Which one are you?
The first kind is the one we all know and love (or perhaps just tolerate through excessive eye rolls). This person is problem focused. They find a problem with anything and everything.
What’s worse is if you offer a potential solution they’ll probably find a problem with that too.
The second person is solution focused. They’ll complain as a way to vent their frustrations but then they’ll move on and do something about it.
The first person never manages to progress nearly as much as the second.
Anytime you’re being yourself (within reason of course).
I recently had a situation where I considered apologising. In the end I didn’t.
Instead of saying ‘I’m sorry’, I clarified my thoughts on the situation with the other person. You see after giving it some thought I realised that an apology didn’t feel like the right thing to do.
Granted, I didn’t like how the situation turned out initially but it served as a learning curve, a growth point that I needed to experience.
In the grand scheme it was a small-scale misunderstanding, not something worth regretting.
They didn’t work for me.
At the start of every month I used to write a bunch of goals (well more like to-dos), maybe around 25. At the end of every month I never failed to have at least a few things left.
28-31 days is a long time to plan for and I found myself just sort of creating a random todo list of stuff for the month that I just never stuck to.
I’d write them with good intentions but my actions for the weeks that followed were somewhat half-hearted.
Now granted the solution may have been to just get more committed but I actually just switched to weekly todo lists instead.

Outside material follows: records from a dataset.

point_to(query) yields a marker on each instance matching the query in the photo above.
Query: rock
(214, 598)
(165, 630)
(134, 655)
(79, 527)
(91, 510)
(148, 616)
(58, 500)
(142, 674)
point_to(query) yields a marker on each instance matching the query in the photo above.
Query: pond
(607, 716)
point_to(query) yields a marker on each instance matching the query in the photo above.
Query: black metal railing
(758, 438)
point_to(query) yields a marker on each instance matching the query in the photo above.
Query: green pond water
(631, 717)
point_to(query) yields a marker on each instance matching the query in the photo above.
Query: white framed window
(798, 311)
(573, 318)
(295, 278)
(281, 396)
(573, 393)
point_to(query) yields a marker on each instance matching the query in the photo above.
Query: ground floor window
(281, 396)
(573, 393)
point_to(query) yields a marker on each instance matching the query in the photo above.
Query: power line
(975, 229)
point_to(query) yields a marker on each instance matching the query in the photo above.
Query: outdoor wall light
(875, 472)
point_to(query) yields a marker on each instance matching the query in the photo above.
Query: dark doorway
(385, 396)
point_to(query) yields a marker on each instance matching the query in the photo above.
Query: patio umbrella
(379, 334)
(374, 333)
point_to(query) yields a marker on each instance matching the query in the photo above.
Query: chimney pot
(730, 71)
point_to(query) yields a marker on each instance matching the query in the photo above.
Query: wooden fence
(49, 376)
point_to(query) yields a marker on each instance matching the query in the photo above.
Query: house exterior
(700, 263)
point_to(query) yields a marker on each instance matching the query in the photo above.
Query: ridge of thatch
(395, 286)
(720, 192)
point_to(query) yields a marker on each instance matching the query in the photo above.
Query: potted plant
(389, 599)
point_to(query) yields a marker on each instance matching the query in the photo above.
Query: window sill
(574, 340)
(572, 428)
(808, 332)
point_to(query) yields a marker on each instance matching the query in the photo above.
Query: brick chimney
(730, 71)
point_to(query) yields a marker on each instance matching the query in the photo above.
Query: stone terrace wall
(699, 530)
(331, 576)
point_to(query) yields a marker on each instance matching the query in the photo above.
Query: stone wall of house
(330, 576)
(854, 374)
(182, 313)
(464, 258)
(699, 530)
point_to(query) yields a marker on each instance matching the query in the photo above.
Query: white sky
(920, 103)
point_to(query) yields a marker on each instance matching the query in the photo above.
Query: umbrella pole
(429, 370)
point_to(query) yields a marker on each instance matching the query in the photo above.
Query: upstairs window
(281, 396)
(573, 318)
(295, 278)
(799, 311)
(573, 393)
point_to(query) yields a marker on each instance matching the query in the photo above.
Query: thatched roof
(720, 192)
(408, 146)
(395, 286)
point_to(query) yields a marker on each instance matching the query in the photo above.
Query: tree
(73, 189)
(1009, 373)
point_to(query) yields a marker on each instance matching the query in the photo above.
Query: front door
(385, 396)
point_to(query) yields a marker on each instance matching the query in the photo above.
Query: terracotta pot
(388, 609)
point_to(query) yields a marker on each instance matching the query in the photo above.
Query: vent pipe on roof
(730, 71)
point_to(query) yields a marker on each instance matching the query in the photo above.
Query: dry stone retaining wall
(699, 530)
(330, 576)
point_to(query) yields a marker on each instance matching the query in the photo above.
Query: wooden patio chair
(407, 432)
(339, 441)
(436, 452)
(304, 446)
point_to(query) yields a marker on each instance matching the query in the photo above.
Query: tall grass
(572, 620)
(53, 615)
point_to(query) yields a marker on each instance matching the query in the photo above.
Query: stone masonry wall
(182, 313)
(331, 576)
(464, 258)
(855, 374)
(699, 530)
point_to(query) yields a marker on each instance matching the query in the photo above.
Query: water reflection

I’ve found that making plans for myself every seven days gives me a chance to be a lot more focused.
And as a result I’m slowly but surely getting better at getting things done.
It’s easier than you think.
If you watch and observe the way people behave you might notice that they avoid the main issue and instead focus on the small things that do not in-fact make the big difference.
Take for example the habit of procrastination. A procrastinator might end up feeling like they don’t have enough time to get things done. And so by making time the issue, you might think that the solution is to give them more time.
But all that happens is that extra time is still not enough, it’ll probably never be enough because the issue isn’t time, it’s procrastination.
That’s the thing that needs to be addressed anything else is just avoiding the issue
You can always go back.
One of the things that I don’t think is often considered is that when you leave your comfort zone you can always go back if things don’t work out.
For example if you make music and usually just keep it to yourself, try putting it out there for people to hear. Sure you might be nervous and it’ll take a bit of courage but if it doesn’t go well you haven’t lost out on anything.
And if you lose that feeling of courage you can always go back to keeping your stuff to yourself again, you can always go back to your comfort zone.
However, on the flip-side you can keep trying because good things take time and it’s like Ziglar once said ‘Anything worth doing is worth doing poorly until you can learn to do it well‘.
Just because someone is older than you doesn’t mean they’re the best person to seek advice from.
I think there’s a level of vulnerability that comes with asking for advice, to be open and honest enough to say ‘Hey, so I’m going through xyz and I just wanted to get some advice from you as I’m not really sure how to move forward.’
Something I’ve learnt is that when I have a difficult decision to make it helps to view the situation from a different perspective and sometimes that happens quickest when you talk to someone.
However, it’s important to make sure that you’re talking to the right person.
For me that would be:
Someone I trust.
Someone I look up to.
Someone I admire.
Someone who has my best interests at heart.
Someone who will give impartial advice.
Someone with experience.
When you feel stuck and want some advice you probably want it from someone who can help steer you in the right direction rather than someone who leaves you feeling stressed or further fuels your indecision.
Whilst recently asking for advice I realised that often the main thing I want is someone who can shift my perspective.
Perhaps to not even advise on my specific situation but to remind me that I’m capable of making the ‘right’ decision.
It’s more than just comfort and familiarity but it’s both of those things too.
When you move on from something and you haven’t reached the place you moved on to, it’s totally normal to look back at what you left or let go of.
And when you’re in a place of limbo, perhaps feeling a little dissatisfied with where you’re at, you might find yourself looking back from a place of lack.
Then suddenly that thing you chose to leave looks golden and bright. You find yourself wondering why you even moved on in the first place.
But deep down you don’t really want that thing, you just crave certainty. It’s much easier to take a step back to the familiarity of what you know than it is to keep going and venture on into the unknown.